Normally Tarantino is known for writing strong female characters but I guess he gave all the strong female qualities to Pam Grier and poor Bridget Fonda was left with the crap walking around in a bikini most of the film, getting high from smoking a bong, laying on a couch and having casual sex.
One bright spot in the film is the reliable Michael Keaton as FBI Agent Ray Nicolette. A role he would have fun with and reprise 6 months later as Jennifer Lopez’s boyfriend in Steven Soderbergh’s excellent Out of Sight. He coasts through Jackie Brown with a friendly demeanor as he investigates the heist.
Overall, Jackie Brown is not a terrible movie, just one of the most disappointing movies I have seen because the problem with the movie is with the usually brilliant writer and director. Tarantino tried too hard to mess with people’s expectations about what he should make and not duplicate another Pulp Fiction. What he ended up with was an overlong film about lonely, middle-aged people trying to make up for their past regrets.
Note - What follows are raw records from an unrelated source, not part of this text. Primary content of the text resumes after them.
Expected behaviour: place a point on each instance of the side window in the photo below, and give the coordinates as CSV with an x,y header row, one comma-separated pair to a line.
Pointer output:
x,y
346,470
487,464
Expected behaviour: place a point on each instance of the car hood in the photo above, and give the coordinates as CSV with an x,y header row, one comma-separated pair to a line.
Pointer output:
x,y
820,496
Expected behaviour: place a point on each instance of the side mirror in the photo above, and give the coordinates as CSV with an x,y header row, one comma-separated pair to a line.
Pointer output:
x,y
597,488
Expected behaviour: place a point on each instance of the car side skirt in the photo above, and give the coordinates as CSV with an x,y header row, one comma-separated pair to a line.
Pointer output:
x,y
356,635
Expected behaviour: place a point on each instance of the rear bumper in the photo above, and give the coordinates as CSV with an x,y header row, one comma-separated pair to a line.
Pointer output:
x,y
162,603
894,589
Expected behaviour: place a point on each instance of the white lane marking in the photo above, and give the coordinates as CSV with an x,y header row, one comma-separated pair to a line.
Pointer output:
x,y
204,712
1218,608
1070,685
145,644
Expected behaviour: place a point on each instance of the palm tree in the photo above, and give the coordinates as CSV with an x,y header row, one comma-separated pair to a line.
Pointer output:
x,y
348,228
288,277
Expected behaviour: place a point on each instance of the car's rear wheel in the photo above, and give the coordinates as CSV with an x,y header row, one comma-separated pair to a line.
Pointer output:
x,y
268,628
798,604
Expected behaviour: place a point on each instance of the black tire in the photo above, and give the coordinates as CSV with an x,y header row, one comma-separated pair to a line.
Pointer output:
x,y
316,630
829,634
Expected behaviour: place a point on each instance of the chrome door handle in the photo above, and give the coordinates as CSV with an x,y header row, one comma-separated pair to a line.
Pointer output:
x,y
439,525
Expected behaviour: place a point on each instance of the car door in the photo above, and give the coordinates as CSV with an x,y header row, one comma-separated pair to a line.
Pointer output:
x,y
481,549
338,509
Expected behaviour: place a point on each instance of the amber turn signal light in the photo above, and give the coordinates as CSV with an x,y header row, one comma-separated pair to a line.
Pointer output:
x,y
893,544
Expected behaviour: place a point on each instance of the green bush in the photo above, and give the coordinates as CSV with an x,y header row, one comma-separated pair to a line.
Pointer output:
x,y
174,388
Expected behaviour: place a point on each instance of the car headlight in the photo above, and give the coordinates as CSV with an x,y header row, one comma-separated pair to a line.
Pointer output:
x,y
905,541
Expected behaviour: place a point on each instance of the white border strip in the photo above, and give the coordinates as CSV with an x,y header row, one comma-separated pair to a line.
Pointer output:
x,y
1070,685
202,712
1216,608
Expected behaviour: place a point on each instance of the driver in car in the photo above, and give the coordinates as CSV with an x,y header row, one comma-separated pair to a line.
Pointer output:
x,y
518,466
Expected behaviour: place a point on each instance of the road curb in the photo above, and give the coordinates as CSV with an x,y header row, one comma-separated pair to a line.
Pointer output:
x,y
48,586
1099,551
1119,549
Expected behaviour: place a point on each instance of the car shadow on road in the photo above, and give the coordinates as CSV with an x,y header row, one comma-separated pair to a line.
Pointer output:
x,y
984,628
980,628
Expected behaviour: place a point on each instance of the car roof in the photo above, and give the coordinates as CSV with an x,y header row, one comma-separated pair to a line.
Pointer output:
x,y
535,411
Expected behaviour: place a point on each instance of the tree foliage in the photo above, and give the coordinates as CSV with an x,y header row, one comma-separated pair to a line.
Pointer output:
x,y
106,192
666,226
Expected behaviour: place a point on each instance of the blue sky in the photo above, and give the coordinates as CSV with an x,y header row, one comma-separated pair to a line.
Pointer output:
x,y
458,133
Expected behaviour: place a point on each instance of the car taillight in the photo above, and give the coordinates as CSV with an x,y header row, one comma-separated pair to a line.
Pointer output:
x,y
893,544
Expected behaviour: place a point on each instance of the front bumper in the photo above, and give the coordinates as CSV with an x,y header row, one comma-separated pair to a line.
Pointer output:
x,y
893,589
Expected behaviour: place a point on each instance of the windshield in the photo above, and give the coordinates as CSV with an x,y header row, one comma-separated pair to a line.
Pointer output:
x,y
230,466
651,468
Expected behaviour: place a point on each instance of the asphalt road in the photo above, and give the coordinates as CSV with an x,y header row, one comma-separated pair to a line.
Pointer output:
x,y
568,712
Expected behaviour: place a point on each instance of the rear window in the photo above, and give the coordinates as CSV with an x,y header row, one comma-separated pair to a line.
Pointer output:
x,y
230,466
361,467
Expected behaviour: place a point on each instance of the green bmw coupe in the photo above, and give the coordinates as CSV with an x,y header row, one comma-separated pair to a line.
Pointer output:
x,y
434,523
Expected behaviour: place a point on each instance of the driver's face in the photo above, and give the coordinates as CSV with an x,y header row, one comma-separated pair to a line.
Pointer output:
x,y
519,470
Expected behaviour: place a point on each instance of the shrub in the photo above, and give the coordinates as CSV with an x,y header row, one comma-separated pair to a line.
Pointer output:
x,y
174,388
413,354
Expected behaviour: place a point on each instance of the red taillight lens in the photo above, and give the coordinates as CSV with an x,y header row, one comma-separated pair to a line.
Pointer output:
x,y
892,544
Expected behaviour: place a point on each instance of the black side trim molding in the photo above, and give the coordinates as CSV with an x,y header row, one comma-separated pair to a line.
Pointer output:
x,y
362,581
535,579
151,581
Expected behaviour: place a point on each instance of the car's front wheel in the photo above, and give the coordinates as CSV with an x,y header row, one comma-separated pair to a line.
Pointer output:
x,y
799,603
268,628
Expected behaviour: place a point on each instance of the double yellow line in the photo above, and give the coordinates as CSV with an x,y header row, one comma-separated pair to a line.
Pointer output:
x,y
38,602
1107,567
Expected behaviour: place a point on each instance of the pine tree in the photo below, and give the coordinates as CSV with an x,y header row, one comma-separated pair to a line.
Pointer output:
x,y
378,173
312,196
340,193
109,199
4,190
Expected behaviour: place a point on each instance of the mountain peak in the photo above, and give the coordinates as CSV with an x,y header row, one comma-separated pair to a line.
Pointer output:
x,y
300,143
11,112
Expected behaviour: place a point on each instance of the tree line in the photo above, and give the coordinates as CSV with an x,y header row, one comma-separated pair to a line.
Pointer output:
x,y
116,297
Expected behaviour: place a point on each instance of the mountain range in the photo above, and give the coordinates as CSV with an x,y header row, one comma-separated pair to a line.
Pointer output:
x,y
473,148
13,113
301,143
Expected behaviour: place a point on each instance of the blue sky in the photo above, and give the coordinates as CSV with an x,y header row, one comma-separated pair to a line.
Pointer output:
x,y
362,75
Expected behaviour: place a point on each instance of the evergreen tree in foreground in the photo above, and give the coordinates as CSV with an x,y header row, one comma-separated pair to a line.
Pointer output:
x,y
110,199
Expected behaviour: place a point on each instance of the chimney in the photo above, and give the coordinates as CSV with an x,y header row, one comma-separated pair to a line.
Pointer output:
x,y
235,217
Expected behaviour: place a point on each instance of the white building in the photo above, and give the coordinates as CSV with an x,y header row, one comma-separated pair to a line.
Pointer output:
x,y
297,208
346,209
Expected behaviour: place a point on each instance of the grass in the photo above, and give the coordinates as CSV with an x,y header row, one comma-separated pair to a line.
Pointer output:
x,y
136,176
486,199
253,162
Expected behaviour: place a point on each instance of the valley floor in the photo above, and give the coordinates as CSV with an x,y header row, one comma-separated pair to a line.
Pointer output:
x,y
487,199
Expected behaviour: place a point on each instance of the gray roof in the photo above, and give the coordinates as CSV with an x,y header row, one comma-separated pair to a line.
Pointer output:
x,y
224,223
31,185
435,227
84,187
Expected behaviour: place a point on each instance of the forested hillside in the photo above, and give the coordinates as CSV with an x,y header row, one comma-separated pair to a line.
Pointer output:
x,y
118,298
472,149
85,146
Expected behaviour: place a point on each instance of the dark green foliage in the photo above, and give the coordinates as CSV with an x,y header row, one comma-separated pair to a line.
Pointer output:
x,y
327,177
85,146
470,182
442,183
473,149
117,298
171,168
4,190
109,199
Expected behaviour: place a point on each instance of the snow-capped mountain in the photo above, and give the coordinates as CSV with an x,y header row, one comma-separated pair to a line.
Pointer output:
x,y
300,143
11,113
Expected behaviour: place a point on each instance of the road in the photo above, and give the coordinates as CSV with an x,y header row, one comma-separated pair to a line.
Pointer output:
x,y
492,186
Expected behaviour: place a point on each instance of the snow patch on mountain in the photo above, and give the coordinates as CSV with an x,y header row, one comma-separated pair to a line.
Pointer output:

There is nothing wrong with that and it could have made for an interesting movie except Jackie Brown is not very interesting. It’s boring, which is something I cannot say for any other Tarantino film, and that is ultimately why it is such a disappointment.
Most Tarantino films are long, many of them with running times over 150 minutes. Yet none of them feel like they are long movies. The dialogue sparks and crackles throughout his films even if it does not carry the plot forward, just like the famous Big Mac conversation early in Pulp Fiction. Jackie Brown drags during its 154 minutes. Not because of the acting, the performances are fine especially by Pam Grier, Robert Forster and Michael Keaton. The music and production design are top-notch and create a great mood and atmosphere that makes the film feel like it takes place in the 1970’s even though it takes place in the 1990’s. The problem with Jackie Brown is Tarantino’s script as well as uninspired direction and editing which goes slow enough for a sloth. Bottom line, Jackie Brown is BORING.